Because this particular filing is an amendment with no specific issues listed, the lobbying agenda must be drawn from the UAW's other recent disclosures. Across those filings, the union has been active on a broad front.

On automotive and manufacturing policy, the UAW has lobbied on auto tariffs, the Advanced Technology Vehicles Manufacturing Loan Program, Domestic Manufacturing Conversion grants, Corporate Average Fuel Economy standards, Greenhouse Gas Emissions Standards, and electric vehicle tax credits under the Inflation Reduction Act. The union has also engaged on the USMCA's implementation and upcoming six-year review, as well as Section 232 national security investigations into imports of trucks and other goods.

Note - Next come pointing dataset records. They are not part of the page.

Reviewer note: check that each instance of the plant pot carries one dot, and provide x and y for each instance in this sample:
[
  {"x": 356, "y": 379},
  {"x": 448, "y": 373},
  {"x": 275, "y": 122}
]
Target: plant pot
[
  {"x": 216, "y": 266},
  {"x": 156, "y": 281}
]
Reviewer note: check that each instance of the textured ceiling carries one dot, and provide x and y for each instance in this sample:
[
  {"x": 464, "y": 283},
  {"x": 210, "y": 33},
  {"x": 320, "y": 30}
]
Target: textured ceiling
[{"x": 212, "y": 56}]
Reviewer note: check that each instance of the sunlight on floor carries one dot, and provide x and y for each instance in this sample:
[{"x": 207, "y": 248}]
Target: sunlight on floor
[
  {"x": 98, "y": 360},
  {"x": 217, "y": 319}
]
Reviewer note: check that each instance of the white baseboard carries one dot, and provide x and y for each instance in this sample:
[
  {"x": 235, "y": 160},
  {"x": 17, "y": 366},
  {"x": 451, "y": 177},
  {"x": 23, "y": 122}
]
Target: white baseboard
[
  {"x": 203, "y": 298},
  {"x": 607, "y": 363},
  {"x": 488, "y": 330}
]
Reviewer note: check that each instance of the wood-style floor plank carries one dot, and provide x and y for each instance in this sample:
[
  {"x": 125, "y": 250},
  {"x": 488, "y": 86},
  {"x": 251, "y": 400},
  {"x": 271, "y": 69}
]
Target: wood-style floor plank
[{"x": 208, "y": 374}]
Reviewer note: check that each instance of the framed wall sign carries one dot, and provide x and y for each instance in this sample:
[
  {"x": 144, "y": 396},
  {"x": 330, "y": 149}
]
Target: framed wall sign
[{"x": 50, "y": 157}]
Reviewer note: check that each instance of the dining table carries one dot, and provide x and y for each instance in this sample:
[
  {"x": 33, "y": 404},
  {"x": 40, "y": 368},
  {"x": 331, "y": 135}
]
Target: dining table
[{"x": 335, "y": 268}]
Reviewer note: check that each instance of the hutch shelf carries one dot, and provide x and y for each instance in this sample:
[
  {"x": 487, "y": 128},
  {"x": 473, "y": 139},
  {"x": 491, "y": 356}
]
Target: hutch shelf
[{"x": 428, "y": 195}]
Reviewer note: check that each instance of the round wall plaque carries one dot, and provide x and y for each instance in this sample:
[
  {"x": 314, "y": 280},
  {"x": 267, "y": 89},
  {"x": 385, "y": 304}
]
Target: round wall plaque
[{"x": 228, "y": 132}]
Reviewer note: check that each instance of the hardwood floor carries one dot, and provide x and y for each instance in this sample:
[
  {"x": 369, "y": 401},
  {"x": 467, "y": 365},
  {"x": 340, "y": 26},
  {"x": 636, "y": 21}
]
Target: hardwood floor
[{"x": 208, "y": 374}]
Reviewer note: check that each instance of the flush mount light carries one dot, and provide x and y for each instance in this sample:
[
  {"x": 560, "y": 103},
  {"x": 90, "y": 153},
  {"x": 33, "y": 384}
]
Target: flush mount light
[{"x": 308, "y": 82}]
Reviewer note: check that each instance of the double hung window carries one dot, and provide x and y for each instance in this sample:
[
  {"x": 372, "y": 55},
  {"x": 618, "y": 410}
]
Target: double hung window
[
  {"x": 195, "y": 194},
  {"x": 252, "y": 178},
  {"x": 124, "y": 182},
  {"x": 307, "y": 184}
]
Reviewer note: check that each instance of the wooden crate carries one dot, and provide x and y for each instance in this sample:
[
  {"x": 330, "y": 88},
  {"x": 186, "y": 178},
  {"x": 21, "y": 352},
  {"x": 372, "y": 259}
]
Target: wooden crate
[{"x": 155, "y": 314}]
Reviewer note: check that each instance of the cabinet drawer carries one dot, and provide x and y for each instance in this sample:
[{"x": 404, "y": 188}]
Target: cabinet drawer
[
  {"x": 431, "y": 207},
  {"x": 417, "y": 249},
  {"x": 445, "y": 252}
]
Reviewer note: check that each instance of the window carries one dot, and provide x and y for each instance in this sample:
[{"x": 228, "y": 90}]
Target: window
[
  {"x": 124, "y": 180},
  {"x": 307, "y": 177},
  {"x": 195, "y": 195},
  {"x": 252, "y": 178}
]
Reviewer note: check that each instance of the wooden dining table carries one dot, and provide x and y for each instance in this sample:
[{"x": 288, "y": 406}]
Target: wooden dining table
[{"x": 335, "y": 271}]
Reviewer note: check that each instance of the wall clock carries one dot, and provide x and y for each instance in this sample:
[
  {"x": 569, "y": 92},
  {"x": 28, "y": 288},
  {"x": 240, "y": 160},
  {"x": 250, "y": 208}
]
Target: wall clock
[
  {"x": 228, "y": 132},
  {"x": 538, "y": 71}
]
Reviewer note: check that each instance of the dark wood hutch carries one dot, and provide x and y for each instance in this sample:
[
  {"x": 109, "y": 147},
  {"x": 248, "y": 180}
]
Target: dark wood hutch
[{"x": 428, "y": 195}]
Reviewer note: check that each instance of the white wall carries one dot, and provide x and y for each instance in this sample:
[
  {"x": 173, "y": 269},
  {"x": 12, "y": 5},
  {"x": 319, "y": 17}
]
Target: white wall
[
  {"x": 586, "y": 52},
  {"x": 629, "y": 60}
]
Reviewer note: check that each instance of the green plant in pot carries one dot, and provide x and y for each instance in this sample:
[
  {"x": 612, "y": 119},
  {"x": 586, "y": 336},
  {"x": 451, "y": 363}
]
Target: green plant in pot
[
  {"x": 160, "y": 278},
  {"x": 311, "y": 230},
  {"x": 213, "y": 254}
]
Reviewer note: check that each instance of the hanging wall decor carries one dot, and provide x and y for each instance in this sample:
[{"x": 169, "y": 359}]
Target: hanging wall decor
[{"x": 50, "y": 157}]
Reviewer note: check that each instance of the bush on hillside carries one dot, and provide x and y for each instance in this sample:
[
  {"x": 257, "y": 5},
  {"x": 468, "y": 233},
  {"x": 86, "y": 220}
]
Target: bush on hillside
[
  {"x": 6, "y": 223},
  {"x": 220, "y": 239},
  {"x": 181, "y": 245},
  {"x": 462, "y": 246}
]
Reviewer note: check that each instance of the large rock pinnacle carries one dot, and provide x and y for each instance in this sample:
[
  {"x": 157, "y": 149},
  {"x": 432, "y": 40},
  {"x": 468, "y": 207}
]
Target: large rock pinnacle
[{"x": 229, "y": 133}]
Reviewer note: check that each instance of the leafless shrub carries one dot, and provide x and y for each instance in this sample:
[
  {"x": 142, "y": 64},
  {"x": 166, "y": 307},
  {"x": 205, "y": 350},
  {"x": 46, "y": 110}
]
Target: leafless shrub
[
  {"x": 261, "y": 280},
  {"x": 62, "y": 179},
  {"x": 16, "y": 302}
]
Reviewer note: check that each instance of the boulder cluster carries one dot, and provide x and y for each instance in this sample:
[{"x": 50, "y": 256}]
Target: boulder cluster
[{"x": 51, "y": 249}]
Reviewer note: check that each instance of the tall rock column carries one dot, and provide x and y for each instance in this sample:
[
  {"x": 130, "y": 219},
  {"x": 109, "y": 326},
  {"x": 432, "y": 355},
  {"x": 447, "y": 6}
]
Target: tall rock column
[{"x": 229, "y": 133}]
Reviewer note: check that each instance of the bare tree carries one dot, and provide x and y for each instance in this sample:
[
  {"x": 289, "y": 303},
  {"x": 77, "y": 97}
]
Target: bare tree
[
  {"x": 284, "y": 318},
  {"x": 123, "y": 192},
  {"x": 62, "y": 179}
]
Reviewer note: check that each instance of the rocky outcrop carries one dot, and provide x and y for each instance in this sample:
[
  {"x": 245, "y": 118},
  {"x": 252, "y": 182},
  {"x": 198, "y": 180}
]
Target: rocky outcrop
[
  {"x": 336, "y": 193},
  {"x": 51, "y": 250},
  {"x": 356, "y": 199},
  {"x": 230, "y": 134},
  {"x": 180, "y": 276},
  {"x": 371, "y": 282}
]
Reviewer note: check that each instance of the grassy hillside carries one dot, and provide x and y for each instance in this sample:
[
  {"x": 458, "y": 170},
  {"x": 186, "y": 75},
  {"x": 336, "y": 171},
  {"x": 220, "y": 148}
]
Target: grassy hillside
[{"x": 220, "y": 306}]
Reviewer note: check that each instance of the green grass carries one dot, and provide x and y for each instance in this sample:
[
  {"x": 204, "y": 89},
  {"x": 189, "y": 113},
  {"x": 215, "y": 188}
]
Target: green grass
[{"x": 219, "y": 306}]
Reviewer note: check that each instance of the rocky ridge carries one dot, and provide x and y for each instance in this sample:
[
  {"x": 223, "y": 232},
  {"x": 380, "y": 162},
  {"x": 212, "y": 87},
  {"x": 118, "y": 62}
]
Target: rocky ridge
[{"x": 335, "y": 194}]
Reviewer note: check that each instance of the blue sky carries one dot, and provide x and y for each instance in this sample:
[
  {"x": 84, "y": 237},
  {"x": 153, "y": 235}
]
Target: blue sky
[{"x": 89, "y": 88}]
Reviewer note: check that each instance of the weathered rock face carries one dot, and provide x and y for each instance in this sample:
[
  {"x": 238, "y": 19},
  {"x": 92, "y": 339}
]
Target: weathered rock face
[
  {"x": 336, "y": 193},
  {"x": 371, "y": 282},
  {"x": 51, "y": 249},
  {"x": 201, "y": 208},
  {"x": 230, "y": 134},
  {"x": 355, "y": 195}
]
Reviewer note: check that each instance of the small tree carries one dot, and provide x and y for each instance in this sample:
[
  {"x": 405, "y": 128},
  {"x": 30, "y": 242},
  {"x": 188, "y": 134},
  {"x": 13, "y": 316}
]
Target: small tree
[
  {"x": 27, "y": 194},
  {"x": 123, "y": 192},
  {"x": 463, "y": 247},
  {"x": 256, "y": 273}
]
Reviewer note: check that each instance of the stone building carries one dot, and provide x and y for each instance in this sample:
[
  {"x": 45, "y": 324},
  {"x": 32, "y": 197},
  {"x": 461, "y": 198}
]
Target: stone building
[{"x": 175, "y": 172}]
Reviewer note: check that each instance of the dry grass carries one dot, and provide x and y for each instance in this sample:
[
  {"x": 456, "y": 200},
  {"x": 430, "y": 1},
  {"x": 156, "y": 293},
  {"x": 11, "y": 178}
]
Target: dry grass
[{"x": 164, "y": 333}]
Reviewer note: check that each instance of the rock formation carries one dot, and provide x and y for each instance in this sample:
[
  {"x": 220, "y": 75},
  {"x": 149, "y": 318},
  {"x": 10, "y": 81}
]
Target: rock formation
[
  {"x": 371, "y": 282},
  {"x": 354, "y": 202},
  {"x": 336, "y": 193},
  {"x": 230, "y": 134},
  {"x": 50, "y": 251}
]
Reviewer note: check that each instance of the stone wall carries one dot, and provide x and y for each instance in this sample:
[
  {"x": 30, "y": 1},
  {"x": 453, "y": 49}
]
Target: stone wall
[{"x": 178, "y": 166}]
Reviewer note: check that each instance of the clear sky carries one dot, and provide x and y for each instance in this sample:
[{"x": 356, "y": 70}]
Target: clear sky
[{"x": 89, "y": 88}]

On labor and worker rights, the union has lobbied on the Protecting the Right to Organize Act, National Labor Relations Board appropriations, federal workers' collective bargaining rights, heat injury and illness prevention standards, and the Faster Labor Contracts Act. It has also opposed the Tribal Labor Sovereignty Act and the One Big Beautiful Bill Act.

On healthcare and retirement security, the UAW has engaged on Medicare and Medicaid, NIH funding, pension plan stabilization, and Social Security. On immigration, the union has lobbied on international student work visas and humanitarian parole programs.

Broader Context

The backdrop for the UAW's lobbying activity is a federal policy environment in significant flux. The Trump administration's rollout of auto tariffs in early 2025 prompted the UAW to engage directly with the White House. UAW President Shawn Fain stated in March 2025 that the union was "in active negotiations with the Trump Administration about their plans to end the free trade disaster," according to a UAW statement. The union has also called for a renegotiation of the USMCA ahead of its mandatory 2026 joint review, arguing the agreement has "continued to pit Mexican and US workers against one another."

Congressional engagement with the UAW has been notable. At an April 2026 Senate Finance Committee hearing on the Trump administration's trade policy agenda, U.S. Trade Representative Jamieson Greer cited UAW support for Section 301 investigations into Mexico and Canada, stating, "The UAW applauds us for doing this." A separate House hearing on domestic robotics and manufacturing automation also referenced the UAW's history of negotiating worker protections during technological transitions in auto plants.

On Capitol Hill, lobbyist Rajiv Sicora was quoted directly in a February 2026 press release for the Make Congress Drive Union-Made Act, introduced by Rep. Haley Stevens (D-MI) and Sen. Elissa Slotkin (D-MI), which would require members of Congress to use union-made vehicles. Sen. Chuck Grassley (R-IA) also reported meeting with UAW representatives in February 2026 to discuss healthcare, outsourcing, wages, tariffs, and year-round E15 fuel standards.

The Bottom Line

This amended lobbying disclosure is likely administrative in nature, given its blank issues field and the existence of a separate substantive first quarter 2025 filing. The UAW remains a consistent and well-resourced in-house lobbying operation, spending between $210,000 and $250,000 per quarter on federal lobbying. With trade policy, EV transition rules, and labor law all in active play in Washington, the union's congressional engagement is unlikely to slow down.